Flash Fiction


America has been accepted into issue three of The Quarryman Literary Journal (March 2017). This piece follows a couple as they walk around Washington, D.C., just one day after the events of the historic Women’s March.


Excerpts, Flash Fiction

The Island of Disappointment

My flash fiction piece, The Island of Disappointment, has been accepted into the next (and last!) issue of Diverse Voices Quarterly. You can find the issue here. The story follows a young boy as he struggles with his sexuality and crumbling relationship with his father. He views his living room couch as his “island of disappointment”- the site of all his worst memories and experiences.

This is a grim one.

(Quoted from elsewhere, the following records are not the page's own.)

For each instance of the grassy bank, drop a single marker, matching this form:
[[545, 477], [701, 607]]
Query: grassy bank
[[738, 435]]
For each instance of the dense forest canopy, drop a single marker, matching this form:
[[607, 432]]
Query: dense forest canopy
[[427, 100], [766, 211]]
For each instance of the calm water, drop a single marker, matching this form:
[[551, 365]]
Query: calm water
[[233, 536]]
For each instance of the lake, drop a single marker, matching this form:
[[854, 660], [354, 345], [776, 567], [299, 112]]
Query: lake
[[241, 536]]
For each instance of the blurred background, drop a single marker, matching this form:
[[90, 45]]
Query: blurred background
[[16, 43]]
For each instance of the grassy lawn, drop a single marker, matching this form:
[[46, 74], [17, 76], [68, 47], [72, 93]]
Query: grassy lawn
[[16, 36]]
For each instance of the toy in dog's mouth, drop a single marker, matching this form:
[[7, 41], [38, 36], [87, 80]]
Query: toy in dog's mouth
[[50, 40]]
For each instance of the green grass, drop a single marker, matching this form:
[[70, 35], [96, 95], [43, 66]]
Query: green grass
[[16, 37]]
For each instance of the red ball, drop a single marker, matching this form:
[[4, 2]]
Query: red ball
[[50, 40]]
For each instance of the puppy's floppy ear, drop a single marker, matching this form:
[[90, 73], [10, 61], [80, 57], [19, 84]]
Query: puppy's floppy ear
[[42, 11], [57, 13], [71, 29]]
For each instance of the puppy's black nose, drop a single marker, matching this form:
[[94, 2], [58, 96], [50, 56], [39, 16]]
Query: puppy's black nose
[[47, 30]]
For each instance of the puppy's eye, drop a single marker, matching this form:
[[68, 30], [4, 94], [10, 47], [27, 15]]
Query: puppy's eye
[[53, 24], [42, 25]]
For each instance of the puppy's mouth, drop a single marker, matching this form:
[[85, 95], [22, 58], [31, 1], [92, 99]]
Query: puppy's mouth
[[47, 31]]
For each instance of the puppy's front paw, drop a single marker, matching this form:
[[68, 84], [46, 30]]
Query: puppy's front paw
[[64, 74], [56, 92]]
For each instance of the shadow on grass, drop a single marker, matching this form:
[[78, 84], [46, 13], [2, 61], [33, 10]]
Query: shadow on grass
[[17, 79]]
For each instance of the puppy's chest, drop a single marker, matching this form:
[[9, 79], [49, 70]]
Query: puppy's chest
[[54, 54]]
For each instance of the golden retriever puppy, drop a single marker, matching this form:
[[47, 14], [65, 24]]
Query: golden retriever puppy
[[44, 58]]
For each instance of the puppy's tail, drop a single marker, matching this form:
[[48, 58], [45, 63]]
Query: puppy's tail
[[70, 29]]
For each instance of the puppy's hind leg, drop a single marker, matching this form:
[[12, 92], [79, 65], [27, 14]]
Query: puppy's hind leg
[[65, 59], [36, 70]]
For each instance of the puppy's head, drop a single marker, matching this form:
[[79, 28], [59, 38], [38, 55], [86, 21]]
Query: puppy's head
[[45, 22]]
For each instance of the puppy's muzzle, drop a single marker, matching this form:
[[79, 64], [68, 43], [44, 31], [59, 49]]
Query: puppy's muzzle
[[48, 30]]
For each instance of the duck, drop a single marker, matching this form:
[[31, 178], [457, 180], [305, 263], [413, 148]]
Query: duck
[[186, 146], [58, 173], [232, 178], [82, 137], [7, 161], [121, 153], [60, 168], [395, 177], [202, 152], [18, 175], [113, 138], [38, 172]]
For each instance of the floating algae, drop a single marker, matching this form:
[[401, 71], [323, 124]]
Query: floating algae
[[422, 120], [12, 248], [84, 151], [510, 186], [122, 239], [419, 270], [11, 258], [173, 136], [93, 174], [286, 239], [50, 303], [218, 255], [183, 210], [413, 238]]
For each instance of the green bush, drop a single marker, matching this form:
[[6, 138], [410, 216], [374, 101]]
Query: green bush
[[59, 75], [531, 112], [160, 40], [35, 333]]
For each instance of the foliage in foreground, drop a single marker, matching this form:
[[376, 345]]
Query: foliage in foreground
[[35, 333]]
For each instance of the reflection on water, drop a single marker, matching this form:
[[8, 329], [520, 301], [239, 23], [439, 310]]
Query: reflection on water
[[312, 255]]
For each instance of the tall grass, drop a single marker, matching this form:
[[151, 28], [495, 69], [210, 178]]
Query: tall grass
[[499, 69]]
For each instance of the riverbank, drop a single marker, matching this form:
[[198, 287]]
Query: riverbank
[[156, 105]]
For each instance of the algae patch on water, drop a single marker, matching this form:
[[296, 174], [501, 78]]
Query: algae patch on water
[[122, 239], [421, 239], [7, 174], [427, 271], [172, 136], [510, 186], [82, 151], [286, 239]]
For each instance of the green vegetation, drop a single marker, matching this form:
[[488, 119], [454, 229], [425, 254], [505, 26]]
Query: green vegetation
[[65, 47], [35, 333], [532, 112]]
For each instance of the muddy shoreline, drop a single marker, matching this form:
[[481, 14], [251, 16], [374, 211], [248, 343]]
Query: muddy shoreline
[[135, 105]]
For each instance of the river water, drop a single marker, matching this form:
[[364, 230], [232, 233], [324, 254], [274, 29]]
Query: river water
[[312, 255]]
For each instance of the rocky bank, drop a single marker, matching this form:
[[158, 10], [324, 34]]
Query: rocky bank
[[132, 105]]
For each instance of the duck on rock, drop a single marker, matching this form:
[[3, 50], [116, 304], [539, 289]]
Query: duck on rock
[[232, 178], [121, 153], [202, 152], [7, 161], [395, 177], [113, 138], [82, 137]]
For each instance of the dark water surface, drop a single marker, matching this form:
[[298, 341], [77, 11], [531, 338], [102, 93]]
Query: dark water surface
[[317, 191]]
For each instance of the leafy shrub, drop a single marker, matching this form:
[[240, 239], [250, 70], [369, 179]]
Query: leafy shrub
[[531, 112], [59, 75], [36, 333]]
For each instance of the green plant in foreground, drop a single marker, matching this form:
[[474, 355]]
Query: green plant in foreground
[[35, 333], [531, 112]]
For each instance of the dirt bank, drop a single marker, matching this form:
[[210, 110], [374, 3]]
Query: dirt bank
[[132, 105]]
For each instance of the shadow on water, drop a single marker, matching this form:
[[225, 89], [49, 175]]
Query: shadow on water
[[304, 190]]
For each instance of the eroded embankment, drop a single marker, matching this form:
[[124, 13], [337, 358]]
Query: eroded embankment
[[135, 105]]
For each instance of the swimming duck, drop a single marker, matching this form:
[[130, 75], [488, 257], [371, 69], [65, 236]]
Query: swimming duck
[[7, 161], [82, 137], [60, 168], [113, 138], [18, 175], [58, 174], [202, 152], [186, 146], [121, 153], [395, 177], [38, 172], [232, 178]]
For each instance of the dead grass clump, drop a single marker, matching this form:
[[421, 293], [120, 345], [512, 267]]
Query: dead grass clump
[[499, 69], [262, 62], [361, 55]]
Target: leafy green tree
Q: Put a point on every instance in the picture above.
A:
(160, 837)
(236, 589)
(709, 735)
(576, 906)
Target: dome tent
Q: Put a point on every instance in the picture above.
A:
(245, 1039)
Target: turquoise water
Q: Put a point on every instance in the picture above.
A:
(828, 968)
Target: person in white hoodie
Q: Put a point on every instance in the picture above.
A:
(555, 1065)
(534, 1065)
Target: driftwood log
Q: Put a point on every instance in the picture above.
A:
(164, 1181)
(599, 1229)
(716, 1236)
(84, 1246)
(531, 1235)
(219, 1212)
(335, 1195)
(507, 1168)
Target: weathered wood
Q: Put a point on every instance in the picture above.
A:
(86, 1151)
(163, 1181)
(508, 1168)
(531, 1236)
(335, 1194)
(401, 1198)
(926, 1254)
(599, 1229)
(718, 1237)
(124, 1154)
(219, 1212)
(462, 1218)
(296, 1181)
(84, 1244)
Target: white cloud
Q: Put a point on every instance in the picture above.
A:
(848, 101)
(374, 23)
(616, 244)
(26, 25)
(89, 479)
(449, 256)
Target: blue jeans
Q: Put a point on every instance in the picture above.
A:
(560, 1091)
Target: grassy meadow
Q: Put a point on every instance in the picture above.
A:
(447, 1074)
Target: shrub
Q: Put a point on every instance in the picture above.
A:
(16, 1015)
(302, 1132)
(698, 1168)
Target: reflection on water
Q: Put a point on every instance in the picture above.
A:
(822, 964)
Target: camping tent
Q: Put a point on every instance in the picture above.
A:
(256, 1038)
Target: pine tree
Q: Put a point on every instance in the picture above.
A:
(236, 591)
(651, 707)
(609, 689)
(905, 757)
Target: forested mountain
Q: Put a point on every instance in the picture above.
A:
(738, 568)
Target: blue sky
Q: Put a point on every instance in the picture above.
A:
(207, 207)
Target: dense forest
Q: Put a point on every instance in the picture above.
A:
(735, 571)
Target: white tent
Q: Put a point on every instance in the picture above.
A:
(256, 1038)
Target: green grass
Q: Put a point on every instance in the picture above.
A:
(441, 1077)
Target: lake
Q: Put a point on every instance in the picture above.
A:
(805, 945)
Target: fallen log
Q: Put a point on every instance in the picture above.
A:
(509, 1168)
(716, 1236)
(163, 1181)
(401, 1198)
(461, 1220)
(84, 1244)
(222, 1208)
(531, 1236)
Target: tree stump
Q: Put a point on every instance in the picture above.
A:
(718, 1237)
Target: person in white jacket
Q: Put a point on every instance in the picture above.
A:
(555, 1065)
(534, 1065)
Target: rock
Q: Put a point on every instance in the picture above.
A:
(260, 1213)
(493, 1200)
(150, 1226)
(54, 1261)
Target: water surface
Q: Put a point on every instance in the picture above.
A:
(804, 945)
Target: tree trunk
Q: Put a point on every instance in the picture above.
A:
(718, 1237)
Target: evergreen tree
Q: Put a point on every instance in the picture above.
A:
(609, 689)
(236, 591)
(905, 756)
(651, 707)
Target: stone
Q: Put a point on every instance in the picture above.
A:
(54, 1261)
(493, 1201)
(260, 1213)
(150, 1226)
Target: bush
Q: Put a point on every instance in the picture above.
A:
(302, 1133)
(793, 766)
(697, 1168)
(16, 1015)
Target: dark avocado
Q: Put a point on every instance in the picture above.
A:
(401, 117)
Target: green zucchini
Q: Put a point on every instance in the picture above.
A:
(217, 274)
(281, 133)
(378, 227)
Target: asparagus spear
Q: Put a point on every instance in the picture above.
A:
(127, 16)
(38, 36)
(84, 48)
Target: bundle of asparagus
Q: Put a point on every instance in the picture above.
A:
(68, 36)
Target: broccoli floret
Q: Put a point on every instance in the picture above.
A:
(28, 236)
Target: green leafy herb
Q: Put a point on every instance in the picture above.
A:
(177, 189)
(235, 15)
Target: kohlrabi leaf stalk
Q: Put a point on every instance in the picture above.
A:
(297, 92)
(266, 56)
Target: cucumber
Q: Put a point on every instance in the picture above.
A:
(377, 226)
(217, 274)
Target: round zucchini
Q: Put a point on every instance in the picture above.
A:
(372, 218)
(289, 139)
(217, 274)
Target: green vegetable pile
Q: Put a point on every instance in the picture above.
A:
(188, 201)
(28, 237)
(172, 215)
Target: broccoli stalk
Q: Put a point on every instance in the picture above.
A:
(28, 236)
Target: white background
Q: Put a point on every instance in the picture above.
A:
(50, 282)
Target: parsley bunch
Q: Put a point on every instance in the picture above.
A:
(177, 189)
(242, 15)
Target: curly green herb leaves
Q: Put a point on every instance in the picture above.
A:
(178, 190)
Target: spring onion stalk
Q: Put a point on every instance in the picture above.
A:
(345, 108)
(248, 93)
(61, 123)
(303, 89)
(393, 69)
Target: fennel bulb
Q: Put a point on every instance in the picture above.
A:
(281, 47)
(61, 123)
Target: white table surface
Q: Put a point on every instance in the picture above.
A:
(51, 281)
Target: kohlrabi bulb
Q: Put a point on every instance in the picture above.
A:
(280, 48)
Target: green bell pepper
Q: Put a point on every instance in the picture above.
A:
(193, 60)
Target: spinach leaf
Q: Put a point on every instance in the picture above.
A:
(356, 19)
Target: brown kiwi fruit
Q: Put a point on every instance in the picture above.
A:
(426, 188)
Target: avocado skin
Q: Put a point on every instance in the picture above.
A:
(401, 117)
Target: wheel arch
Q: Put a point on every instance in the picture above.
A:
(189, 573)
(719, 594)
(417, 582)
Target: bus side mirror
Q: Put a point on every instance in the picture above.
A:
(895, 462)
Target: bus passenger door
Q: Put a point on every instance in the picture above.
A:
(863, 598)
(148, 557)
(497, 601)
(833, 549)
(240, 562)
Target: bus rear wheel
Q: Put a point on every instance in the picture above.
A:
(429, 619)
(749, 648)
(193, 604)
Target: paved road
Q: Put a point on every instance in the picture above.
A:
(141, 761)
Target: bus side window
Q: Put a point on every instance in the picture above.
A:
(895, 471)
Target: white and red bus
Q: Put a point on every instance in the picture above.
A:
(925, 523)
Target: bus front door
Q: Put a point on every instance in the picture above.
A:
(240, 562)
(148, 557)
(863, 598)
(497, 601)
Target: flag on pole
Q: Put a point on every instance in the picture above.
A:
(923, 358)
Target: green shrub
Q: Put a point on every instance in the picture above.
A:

Below is a short excerpt.

He called me names behind my back and mom cried in retaliation. I heard the words; I felt them cut. Faggot. Fairy. Pussy. Some of the names sent shocks through the walls and electrocuted me so I’d jump out before I got burned and went off to the couch. Island of Disappointment. Command central. Welcome back, kid. I’d lay down and try to sleep. Their voices weren’t so close anymore. We had a heavy quilt that hung over the back of the couch and I pulled it down and wrapped myself inside tightly. I put it over my head. That was good. Almost silent. Doug the Dog would jump up and sleep on top of my legs. I’d wake when the sun came up and streamed through the window. My tears were dried to my cheeks. My nose stuffy. Doug the Dog was still there with his raspy breathing.

Other times, dad would take the couch. The fight got too bad. He hit mom’s head a little too hard. She got headaches a lot and wore an ice pack for the swelling and clogged her pores with make-up to hide the dark circle under her eye. Dad called her a raccoon.

Dad was too big for the couch. He slept with his eyes shut in this hard, pained way. The wrinkles on his forehead were always present, always distorting his face and twisting it up. A sleeping animal. His feet and hands hung over the edges of our island and plopped onto the carpet. In the water. I wanted a shark to bite his fingers. Doug the Dog never crawled up on dad’s legs. Dad’s island wasn’t big enough. Besides, he’d probably hunt Doug the Dog on the island. Kill him. Skin him. Cook him over the fire. He’d chant as Doug the Dog’s flesh burned. He’d drink out of a cut open coconut or pineapple. Then he’d rip off a leg or tail or tongue and eat it. He wouldn’t worry about sharing because nobody came near him on his island.